Les différentes sections comprenant des souffleries, des tamis, des aimants permettent de séparer les contaminants en séparant les morceaux de verres en deux dimensions : ceux de moins de 12 millimètres vont dans un endroit, ceux de plus de 12 millimètres dirigés ailleurs et tout le reste des contaminants dans un autre compartiment.
Si la majorité du processus est automatisé, il y a un poste où un employé récupère manuellement les autres produits de recyclage qui se trouve par mégarde dans la chaine de traitement du verre.
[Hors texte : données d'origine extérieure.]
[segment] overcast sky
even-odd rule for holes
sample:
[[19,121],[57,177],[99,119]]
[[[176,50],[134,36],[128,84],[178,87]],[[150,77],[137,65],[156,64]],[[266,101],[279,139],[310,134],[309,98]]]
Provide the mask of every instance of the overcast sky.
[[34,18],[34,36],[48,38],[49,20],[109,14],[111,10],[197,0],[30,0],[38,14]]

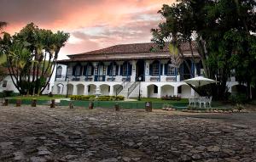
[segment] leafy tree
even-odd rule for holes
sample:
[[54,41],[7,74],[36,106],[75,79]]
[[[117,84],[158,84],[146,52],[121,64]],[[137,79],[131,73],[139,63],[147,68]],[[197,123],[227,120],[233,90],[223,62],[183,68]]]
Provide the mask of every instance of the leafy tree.
[[49,82],[61,47],[68,33],[39,29],[28,24],[11,36],[4,33],[3,53],[12,81],[20,94],[40,94]]
[[[3,28],[7,25],[6,22],[0,21],[0,42],[2,40],[2,35],[3,33]],[[2,55],[1,53],[1,45],[0,45],[0,82],[6,77],[7,72],[6,72],[6,67],[3,65],[6,62],[6,58],[4,55]]]
[[[178,2],[172,6],[163,5],[159,11],[166,21],[160,23],[158,29],[152,30],[153,41],[162,45],[165,39],[170,37],[170,42],[178,48],[183,42],[191,47],[195,41],[206,76],[218,81],[212,87],[216,98],[226,97],[226,83],[231,71],[249,87],[255,80],[254,70],[250,70],[255,69],[255,35],[252,33],[256,31],[256,2]],[[250,70],[250,75],[244,72],[245,68]]]

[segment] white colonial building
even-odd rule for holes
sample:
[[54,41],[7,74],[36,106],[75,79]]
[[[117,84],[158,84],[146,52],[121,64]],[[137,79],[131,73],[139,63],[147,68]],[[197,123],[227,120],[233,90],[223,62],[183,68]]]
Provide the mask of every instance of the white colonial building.
[[[53,93],[93,95],[100,89],[102,95],[125,98],[138,97],[139,90],[144,98],[194,96],[194,90],[183,80],[203,74],[195,46],[192,58],[189,47],[182,45],[184,59],[191,70],[184,61],[176,68],[167,47],[154,51],[153,46],[153,43],[123,44],[68,55],[69,59],[58,61]],[[230,92],[231,87],[238,84],[234,78],[228,82]]]

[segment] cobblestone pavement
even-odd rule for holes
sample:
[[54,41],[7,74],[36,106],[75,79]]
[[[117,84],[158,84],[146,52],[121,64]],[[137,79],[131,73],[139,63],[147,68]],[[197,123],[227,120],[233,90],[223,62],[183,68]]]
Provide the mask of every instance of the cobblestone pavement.
[[256,161],[256,129],[163,110],[1,107],[0,161]]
Le métal et le papier retourneront dans une autre section du centre de tri alors que le verre pourra être ramassé par le récupérateur pour être réutilisé dans divers produits.
«Meilleure qualité»
«Le verre récupéré a une meilleure qualité et se transforme en valeur et en dollars», explique Jean-Sébastien Daigle, président-directeur général de Société VIA, l'organisme d'économie sociale qui exploite le centre de tri de Québec. «C'est ce qui nous permet d'être rentable, de garantir des emplois tout en réinvestissant dans nos équipements. Et comme nous avons un partage de revenu avec les municipalités partenaires, plus nous avons de revenus, plus nous redonnons de l'argent aux villes. Cela se traduit par un avantage pour le citoyen qui met ses contenants de verre dans le bac de recyclage sachant qu'il sera traité.»
«Pour un grand centre de tri comme celui de Québec, où environ 10 000 tonnes de verre sont traitées chaque année, les avantages de cette nouvelle technologie sont significatifs», continue M. Daigle. «La possibilité d'offrir du verre de très bonne qualité aux conditionneurs et recycleurs nous ouvrira les portes vers de nouveaux marchés d'écomatériaux issus du verre recyclé».